Bildung: Bochumer Schulstreik - 500 Schüler demonstrieren trotz Verbot für bessere Bildung

Trotz der Warnungen der Bezirksregierung Arnsberg fanden sich am Freitag 500 Schüler und Schülerinnen in Bochum ein und gingen für ihre Interessen auf die Straße.
Erstveröffentlicht: 
01.07.2011

Bochum, 01.07.2011, Jürgen Stahl

Bochum. Entgegen der Warnungen der Bezirksregierung und Schulleiter haben sich am Freitag rund 500 Kinder und Jugendliche am „Bochumer Schulstreik“ beteiligt. Die fast dreistündige Demonstration verlief friedlich. Die Polizei meldet keine Zwischenfälle.

 

„Wir sind hier, wir sind laut, weil man uns die Zukunft klaut!“: Schülerinnen und Schüler mehrerer weiterführender Schulen reihen sich um 10.30 Uhr am Hauptbahnhof in den Demonstrationsmarsch ein. „Manche Lehrer haben gegen den Streik regelrecht gehetzt statt sich inhaltlich damit auseinander zu setzen. Gut, dass sich die Schüler davon nicht haben einschüchtern lassen“, sagt der Sprecher der Bezirksschülervertretung (BSV), Jonathan Röder.

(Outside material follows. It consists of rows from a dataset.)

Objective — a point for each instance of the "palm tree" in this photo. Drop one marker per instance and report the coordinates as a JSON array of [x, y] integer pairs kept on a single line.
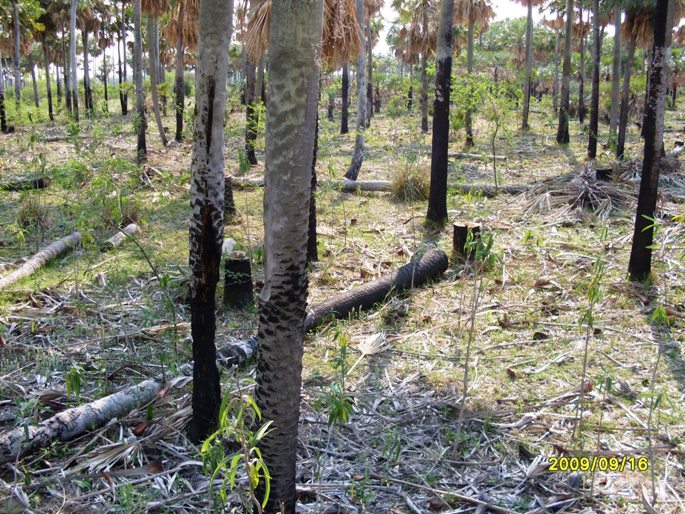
[[207, 203], [295, 36], [437, 200], [594, 102], [153, 10], [140, 121], [640, 263], [475, 13], [562, 130]]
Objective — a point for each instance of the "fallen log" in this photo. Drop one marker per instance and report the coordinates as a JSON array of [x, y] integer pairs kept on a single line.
[[41, 259], [77, 420], [120, 237], [25, 185]]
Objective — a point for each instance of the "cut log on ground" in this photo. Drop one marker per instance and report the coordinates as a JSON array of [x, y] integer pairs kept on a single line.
[[41, 259], [25, 185], [77, 420], [120, 237]]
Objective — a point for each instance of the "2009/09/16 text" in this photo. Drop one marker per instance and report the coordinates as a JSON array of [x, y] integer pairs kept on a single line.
[[597, 463]]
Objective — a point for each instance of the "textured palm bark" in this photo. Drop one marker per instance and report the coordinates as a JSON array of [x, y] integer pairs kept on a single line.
[[48, 83], [562, 130], [207, 207], [17, 47], [437, 199], [141, 121], [625, 99], [358, 155], [250, 112], [615, 77], [640, 265], [294, 46], [345, 94], [594, 101], [152, 28], [179, 86], [529, 66], [468, 119], [73, 80]]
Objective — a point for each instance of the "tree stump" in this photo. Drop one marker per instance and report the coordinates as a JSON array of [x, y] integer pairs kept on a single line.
[[460, 236], [238, 281]]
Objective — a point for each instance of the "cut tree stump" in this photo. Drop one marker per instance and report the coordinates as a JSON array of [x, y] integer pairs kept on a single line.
[[25, 185], [460, 236], [120, 237], [41, 259], [77, 420], [238, 281]]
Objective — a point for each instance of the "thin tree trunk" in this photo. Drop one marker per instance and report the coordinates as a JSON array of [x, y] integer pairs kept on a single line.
[[562, 131], [358, 156], [34, 82], [615, 77], [529, 65], [468, 122], [207, 200], [152, 27], [251, 114], [73, 79], [594, 102], [294, 43], [437, 199], [179, 87], [640, 265], [345, 94], [625, 99], [140, 121], [17, 43]]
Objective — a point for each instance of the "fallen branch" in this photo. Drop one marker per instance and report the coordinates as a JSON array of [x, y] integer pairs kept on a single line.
[[73, 422], [120, 237], [41, 259], [25, 185]]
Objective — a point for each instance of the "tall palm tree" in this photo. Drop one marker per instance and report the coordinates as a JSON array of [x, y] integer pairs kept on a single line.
[[594, 102], [294, 41], [207, 204], [640, 263], [140, 121], [153, 10], [562, 130], [437, 200]]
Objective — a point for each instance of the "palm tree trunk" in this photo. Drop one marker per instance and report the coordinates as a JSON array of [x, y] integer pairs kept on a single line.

Zwar hat sich die BSV stets auf das Versammlungsrecht berufen. Um die Teilnehmer gleichwohl vor möglichen (und angeblich angekündigten) Strafen zu schützen, wurde für Freitag von 9.45 bis 15 Uhr die „1. SchülerInnenvollversammlung der BSV Bochum“ einberufen. Röder: „Alle Schüler haben dafür einen gesetzlichen Anspruch auf Unterrichtsbefreiung. Davon machen die Teilnehmer heute Gebrauch.“ Die von Röder (17) unterzeichneten „Entschuldigungen“ der BSV werden direkt vor Ort verteilt...

 

Protestmarsch gleicht einem Schulausflug

 

Eskortiert von Polizeibeamten, ziehen die Schüler durch die Innenstadt. Zwar gleicht der Protestmarsch zeitweise einem Schulausflug. Dazu tragen so kämpferische Musiktitel wie Raabs „Hier kommt die Maus“ oder „Dragostea din tei“ von O-Zone, die aus einem Lautsprecher dröhnen, nicht unwesentlich bei. An der Ernsthaftigkeit ihrer Kritik und Forderungen lassen die Jugendlichen aber keinen Zweifel. „Für Selbstbestimmung, Solidarität, die inklusive Gesamtschule, gegen Anpassung, Leistungsdruck, Mobbing und Selektion“, prangt auf dem Transparent an der Spitze des Lindwurms. „Selbstbestimmte Bildung statt Anpassungslernen“, heißt es auf einem Spruchband weiter hinten. „In keinem anderen Industrieland hängt die Zukunft der Kinder so sehr vom Geldbeutel der Eltern ab“, skandiert ein Schüler. Auch die gute alte Sesamstraße wird bemüht: „Wer, wie, was, wieso, weshalb, warum, wer nicht fragt bleibt dumm.“

 

Der Schulhof ist Tabu

 

Die Polizei muss nur einmal eingreifen. An der Hildegardisschule wird den Demonstranten untersagt, auf den Schulhof zu ziehen: „Lärmbelästigung“, „Störung des Unterrichts“. Minutenlang gerät die junge Protest-Bewegung ins Stocken. Hildegardisschüler grüßen und winken vom Fenster und Bürgersteig, bevor es mit der Demo zurück in die Innenstadt geht.

 

„Großartig. Die Jugendlichen legen die Finger genau in die richtige Wunde“, mischte sich der Ratsherr der Linken, Ralf Feldmann, gestern weitgehend unbeachtet unter die Demonstranten. Zwar weist die Partei Gerüchte zurück, nach denen sie an der Organisation des „Schulstreiks“ beteiligt gewesen sein soll. „Wir freuen uns aber schon ein bisschen, dass ein ,Anfangsverdacht’ bestanden hat“, so der Sprecher des Kreisverbandes der Linken, Christian Leye.